Would you mind giving more context about what you need to implement?

I have a websocket server eventloop (just one thread for all user, all client sockets, just like node.js) , when the eventloop recieved user's request, it will select data from cliclhouse and response .

one eventloop loops again and again to deal users sockets. (I just call them first loop, second loop ... )

if one user's return data is huge , the other users will be blocked because of one eventloop for all sockets.

so I hope coroutine can help me . for example: if a user's return data from clickhouse is large , the return data can be seperated for several parts to response one by one. after the first part sent back to the user in first loop, the clickhouse select will be coyeild, and then jump to deal the other's request, after first loop end, the eventloop run the second loop. in second loop, the clickhouse select result will be resumed to send next parts of the return data for this user untill all parts be sent.

in coroutine generator, the deal function should have a coroutine return type : std::generator

but here is a lumbda in client.Select( {} ); and I dont kown how to difine the generator.

If you have time, you can refer this:
https://github.com/lewissbaker/generator
an example:

        int intn = 10;
        std::generator<int> g_int = [&]() -> std::generator<int> {
            for (int i = 0; i < intn; i++) co_yield i;
        }();
        size_t count_int = 0;
        auto it_int = g_int.begin();
        for (int i = 0; i < 30; ++i) {
            if (it_int == g_int.end()) break;
            decltype(auto) m_int = *it_int;
            it_int++;
            printf("%d ---- int !!\n", m_int);
        }

thank you !

A good idea

The checklist :

  1. Async interface is a large feature, a lot of code about network , so i plan to use standalone contrib/asio .
  2. Replace the present code about network (retain the sync interfaces)
  3. Add async interfaces (query, instert and so on)
  4. Provide cluster interfaces (health detection, load balancing writing, etc) based on asynchronous interfaces
  5. Coroutine interfaces based on asio is cheap.

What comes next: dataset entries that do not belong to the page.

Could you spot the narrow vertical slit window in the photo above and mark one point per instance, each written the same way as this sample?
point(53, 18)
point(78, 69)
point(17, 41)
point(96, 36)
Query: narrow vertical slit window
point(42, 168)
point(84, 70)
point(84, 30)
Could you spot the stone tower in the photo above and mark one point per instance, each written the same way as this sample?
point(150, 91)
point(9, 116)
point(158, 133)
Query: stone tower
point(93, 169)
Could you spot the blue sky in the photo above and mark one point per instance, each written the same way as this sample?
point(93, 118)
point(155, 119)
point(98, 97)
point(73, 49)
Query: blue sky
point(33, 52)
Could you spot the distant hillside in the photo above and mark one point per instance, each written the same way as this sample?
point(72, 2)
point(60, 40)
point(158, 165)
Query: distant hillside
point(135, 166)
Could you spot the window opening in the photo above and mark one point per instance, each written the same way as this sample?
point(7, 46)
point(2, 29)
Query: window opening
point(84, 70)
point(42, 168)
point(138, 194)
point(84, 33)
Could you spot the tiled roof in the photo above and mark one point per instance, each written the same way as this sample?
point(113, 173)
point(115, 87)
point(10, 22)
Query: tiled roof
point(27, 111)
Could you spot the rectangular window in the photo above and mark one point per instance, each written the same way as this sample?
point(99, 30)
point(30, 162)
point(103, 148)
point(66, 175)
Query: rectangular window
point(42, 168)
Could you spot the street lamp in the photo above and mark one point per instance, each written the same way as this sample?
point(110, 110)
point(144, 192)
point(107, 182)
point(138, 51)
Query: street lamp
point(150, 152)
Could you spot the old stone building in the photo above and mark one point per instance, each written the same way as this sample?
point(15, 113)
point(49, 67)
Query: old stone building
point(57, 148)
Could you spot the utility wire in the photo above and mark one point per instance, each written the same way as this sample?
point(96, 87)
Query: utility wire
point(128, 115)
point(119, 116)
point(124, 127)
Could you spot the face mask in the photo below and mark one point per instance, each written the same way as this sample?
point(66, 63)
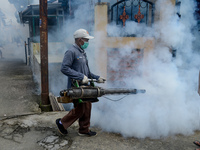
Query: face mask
point(85, 45)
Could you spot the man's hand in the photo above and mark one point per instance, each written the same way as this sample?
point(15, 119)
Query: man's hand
point(101, 80)
point(85, 80)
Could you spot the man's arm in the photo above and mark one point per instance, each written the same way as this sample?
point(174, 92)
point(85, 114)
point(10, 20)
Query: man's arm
point(93, 76)
point(66, 67)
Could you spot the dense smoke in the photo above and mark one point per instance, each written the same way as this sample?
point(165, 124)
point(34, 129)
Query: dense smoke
point(171, 102)
point(13, 34)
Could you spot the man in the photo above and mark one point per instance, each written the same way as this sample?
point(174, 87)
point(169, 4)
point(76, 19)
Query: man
point(75, 66)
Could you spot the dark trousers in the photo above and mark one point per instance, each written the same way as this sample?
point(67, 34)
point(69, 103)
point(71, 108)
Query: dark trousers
point(82, 112)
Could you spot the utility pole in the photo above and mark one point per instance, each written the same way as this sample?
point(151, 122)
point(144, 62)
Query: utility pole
point(45, 103)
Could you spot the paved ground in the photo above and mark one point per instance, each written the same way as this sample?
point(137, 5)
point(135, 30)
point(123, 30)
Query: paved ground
point(23, 126)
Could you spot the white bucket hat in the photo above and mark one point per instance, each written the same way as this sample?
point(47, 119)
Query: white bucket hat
point(82, 33)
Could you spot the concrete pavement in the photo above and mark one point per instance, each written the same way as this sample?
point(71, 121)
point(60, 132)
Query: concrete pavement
point(23, 126)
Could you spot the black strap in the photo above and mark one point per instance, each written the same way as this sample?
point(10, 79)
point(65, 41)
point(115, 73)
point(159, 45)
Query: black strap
point(87, 64)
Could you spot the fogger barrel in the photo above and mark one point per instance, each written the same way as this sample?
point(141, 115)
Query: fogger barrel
point(88, 92)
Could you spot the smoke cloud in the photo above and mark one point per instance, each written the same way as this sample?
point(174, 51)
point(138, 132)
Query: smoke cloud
point(13, 34)
point(171, 102)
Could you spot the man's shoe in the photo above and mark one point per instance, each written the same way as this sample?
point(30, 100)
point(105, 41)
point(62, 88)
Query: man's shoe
point(90, 133)
point(61, 129)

@Enmk Please give me your advice, thanks

Due to network interaction repeatedly in one requset-response, the async interfaces will use coroutine inside.
So c++20 is necessary, the clickhouse-cpp will go to v3.0 😅

Enmk commented
  • Async interface is a large feature, a lot of code about network , so i plan to use standalone contrib/asio .
  • Replace the present code about network (retain the sync interfaces)
  • Add async interfaces (query, instert and so on)
  • Provide cluster interfaces (health detection, load balancing writing, etc) based on asynchronous interfaces
  • Coroutine interfaces based on asio is cheap.

I don't think that health checks (of CH server, I assume) and load balancing (aside from #310) should be implemented in this library.

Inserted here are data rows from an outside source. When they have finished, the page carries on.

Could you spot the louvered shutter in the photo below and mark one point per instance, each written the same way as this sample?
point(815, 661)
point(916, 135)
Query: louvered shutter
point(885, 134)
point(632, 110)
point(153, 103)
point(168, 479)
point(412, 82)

Also, sine one Client instance means one connection (Client effectively uses one socket), IMO having async interface in the Client itself might be high-effort-low-benefit endeavor.

Perhaps one might want to implement some sort of AsyncClient on top of the Client, using 1 Client per 1 request, in either throw-away manner or have a pool (it is important to re-use only Client instances that didn't raise exceptions). That also doesn't break existing user code and doesn't require a full rewrite of the networking code.